Imóveis históricos em perfeita harmonia com edifícios modernos.
Projetos no Centro de Curitiba aproveitam casarões antigos na concepção de prédios novos; benefício vem em forma de preservação histórica e valorização das construções
A configuração das grandes cidades tem exigido aliar o novo ao antigo para manter viva a história. E há quem já tenha vislumbrado o potencial dessa possibilidade. No Centro de Curitiba, por exemplo, edifícios altos se erguem ao lado de casarões tombados pelo Patrimônio, imprimindo um contraste visual que, em vez de apagar, destaca. E com vantagens mútuas. Para o novo, o histórico dá originalidade. Para o antigo, a novidade garante a preservação. “O Centro de Curitiba é guardião da maior parte das edificações históricas que enriquecem, dão vida e atuam de forma cronológica para a arquitetura, a história e a cultura da cidade”, afirma a gerente de Gestão de Projetos da Invespark Empreendimentos Imobiliários, Michelle Beber. A empresa possui dois projetos na região central que incluem imóveis históricos em sua concepção. De acordo com a arquiteta do Instituto de Pesquisa e Planejamento Urbano de Curitiba (Ippuc) Ana Lúcia Pontes, Curitiba, nesse sentido, é uma capital peculiar, já que os loteamentos que abrigam imóveis históricos em geral são consideravelmente profundos ou largos – o que possibilita o aproveitamento do terreno para uma nova obra junto à edificação histórica.
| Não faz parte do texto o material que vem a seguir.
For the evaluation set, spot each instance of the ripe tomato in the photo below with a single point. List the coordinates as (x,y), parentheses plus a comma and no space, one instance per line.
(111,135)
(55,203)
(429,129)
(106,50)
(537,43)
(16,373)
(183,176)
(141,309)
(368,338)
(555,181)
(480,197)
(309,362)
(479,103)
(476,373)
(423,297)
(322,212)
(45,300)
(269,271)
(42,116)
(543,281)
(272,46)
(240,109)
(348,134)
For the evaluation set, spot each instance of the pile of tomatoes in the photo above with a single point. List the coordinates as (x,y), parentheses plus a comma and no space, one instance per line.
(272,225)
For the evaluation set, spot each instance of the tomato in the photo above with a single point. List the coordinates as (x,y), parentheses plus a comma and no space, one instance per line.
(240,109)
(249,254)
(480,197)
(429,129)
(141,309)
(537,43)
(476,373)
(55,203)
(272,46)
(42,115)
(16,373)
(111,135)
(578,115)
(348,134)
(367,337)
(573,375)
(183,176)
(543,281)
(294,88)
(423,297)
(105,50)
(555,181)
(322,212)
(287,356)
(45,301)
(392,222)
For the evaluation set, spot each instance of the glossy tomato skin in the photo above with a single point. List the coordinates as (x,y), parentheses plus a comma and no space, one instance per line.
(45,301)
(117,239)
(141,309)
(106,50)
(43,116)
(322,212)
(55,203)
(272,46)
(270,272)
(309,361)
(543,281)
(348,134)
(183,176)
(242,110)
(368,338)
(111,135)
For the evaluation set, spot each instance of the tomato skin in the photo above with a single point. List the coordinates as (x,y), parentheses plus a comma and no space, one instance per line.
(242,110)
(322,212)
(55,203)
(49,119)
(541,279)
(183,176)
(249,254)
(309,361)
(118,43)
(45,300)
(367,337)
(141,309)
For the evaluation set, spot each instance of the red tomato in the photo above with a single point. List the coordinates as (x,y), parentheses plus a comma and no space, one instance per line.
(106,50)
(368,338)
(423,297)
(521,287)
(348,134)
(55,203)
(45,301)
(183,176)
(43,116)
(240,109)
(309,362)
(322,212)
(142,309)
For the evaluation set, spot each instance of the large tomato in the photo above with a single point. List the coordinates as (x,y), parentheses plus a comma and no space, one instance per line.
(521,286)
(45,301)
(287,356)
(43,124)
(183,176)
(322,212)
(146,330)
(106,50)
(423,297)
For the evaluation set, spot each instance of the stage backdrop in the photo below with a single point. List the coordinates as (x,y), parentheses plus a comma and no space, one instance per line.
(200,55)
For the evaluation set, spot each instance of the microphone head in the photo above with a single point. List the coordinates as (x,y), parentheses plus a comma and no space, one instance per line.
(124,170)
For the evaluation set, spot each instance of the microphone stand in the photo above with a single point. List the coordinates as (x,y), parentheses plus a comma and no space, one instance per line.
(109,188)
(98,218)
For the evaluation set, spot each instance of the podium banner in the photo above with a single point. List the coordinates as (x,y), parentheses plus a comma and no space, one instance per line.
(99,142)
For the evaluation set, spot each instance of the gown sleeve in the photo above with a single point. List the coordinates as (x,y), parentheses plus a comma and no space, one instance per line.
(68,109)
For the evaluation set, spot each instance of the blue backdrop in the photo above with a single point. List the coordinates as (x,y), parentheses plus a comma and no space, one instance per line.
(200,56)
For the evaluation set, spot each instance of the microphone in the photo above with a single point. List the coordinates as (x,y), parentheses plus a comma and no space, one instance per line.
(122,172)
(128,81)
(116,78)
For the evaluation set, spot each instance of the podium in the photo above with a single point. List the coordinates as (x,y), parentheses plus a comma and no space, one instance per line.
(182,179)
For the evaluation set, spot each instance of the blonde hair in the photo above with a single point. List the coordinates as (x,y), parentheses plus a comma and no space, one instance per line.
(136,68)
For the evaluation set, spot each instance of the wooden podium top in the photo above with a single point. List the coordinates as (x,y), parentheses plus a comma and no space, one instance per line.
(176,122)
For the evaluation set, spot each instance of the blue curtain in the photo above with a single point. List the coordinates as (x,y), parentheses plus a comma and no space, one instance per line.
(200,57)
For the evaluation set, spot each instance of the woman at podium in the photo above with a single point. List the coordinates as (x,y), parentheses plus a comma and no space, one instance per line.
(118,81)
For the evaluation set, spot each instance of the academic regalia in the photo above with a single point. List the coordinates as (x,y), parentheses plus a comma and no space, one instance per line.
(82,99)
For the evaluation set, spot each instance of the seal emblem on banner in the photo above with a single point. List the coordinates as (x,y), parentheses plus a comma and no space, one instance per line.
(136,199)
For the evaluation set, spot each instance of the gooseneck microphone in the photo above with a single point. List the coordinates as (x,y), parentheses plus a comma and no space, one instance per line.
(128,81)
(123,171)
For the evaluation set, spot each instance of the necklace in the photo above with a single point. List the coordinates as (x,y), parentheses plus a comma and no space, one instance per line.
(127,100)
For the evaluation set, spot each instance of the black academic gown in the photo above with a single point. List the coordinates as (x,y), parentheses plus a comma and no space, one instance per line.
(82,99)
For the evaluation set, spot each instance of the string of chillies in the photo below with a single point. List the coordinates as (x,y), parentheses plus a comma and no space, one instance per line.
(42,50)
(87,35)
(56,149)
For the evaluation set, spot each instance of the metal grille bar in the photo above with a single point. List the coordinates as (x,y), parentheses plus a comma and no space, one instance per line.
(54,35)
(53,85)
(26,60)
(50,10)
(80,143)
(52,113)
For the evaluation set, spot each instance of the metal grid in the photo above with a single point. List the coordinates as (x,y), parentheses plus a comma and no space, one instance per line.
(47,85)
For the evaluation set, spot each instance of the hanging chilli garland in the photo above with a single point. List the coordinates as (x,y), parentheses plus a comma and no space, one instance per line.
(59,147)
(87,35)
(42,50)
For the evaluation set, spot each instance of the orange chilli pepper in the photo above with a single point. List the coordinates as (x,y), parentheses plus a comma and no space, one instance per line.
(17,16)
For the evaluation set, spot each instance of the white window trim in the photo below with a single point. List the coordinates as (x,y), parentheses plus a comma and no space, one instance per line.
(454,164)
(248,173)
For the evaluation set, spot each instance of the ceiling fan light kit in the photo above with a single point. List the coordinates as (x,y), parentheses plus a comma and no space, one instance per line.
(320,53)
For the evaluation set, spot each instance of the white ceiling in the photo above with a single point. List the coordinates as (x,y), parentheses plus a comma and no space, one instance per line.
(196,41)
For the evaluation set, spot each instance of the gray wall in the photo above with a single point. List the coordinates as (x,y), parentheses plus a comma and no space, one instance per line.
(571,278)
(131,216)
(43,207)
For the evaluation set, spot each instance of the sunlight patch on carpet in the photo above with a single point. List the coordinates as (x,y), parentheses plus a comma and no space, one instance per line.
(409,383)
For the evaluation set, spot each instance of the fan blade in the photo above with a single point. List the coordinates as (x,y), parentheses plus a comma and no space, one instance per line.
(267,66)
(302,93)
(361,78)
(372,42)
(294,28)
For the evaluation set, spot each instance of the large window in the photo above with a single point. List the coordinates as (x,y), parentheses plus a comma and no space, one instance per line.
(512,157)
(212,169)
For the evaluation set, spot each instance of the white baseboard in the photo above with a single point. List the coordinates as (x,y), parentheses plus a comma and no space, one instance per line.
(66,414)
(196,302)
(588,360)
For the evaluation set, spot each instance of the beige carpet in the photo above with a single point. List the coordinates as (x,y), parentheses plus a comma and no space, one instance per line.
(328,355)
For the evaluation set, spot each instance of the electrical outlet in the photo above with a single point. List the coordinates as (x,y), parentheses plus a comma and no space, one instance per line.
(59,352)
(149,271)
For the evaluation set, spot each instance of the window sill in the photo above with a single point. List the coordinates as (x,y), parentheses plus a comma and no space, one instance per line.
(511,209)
É característica rara nas cidades brasileiras. “Foi a primeira cidade do País a usar esse potencial e fomos também pioneiros em ter uma legislação específica sobre o assunto”, afirma. A Lei Municipal 6.337, de 1982, trata dos incentivos construtivos quando da preservação de imóveis históricos. E inclusive serviu de exemplo para o Estatuto das Cidades, de 2001, que incorporou algumas de suas prerrogativas. A arquiteta do Ippuc explica que os incentivos construtivos consistem em diversos parâmetros e liberações concedidos aos empreendedores em função da preservação do imóvel histórico. “E há também o incentivo fiscal, com a redução do IPTU”, complementa.